Apakah itu hantu dari cerita yang sering kudengar? 

Tetapi aku juga tidak akan terlalu terkejut jika benar ada hantu di desa terpencil seperti ini.

Tiba-tiba muncul sesosok makhluk yang menghambur keluar menghempaskan diriku ke tanah. 

Aku telah belajar bela diri. Jika tidak sedang terjebak dalam kabut tebal seperti ini, aku pasti bisa menghindari serangan yang datang secara tiba-tiba seperti barusan.

Dalam hitungan detik, punggungku dipukul amat keras hingga terasa sangat sakit. Tidak berhenti disitu, sesosok tubuh yang dingin dan keras menekanku ke tanah hingga aku tak bisa bernapas. 

Aku mendongak dan berteriak. 

Makhluk yang menyerangku bukanlah orang! 

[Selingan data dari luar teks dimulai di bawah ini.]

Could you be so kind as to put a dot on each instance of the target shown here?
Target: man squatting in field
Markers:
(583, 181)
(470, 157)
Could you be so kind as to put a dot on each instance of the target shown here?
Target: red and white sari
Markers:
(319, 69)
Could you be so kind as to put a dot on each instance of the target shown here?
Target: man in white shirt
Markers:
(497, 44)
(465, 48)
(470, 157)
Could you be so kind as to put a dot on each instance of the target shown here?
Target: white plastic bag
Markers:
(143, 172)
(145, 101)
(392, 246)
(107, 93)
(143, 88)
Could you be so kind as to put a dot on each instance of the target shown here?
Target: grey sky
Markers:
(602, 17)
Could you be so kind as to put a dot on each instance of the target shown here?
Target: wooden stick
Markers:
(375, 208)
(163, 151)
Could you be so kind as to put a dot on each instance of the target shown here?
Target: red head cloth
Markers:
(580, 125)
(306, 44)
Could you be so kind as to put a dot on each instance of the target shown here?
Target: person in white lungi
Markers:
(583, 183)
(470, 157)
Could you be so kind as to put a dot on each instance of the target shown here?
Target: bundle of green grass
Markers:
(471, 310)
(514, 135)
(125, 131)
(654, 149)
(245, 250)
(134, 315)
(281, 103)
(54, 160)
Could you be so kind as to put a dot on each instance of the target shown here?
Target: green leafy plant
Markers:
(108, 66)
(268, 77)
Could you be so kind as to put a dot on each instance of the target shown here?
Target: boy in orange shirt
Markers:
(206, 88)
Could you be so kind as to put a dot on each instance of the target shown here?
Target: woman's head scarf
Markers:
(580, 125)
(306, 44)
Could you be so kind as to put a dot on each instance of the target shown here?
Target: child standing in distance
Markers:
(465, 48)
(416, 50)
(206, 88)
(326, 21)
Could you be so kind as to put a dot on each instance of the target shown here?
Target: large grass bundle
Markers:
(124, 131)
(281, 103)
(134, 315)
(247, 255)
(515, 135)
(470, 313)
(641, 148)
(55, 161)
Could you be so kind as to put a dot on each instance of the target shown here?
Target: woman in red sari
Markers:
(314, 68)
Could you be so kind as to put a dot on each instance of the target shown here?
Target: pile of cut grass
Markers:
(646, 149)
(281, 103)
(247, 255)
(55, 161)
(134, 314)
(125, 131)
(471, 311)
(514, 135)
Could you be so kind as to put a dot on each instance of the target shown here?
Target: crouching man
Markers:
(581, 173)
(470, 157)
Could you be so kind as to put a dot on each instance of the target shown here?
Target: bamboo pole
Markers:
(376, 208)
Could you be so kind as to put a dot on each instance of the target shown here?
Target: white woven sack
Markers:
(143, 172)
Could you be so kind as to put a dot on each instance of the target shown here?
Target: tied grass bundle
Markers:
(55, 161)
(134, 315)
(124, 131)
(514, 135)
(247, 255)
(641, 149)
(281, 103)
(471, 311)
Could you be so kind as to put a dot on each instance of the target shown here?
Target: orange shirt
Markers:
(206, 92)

Itu adalah hantu perempuan berkulit pucat dengan rambut hitam panjang yang menjuntai di kedua sisi tubuhnya. 

Hantu perempuan itu terus menekan tubuhku. Kedua tangannya yang dingin sudah menempel di leherku dan lidah merahnya menjulur keluar meneteskan air liur.

Tercium bau seperti mayat busuk yang keluar dari tubuhnya. Aku merasa mual dan jijik dengan keberadaan hantu tersebut. 

Aku mengepalkan tangan kananku dan mendaratkan pukulan ke wajah pucat hantu perempuan itu. 

"Bukk!" 

Kepala hantu perempuan itu terputar 180 derajat dan berhenti di posisi yang sangat tidak wajar. Semua itu diluar ekspektasiku. 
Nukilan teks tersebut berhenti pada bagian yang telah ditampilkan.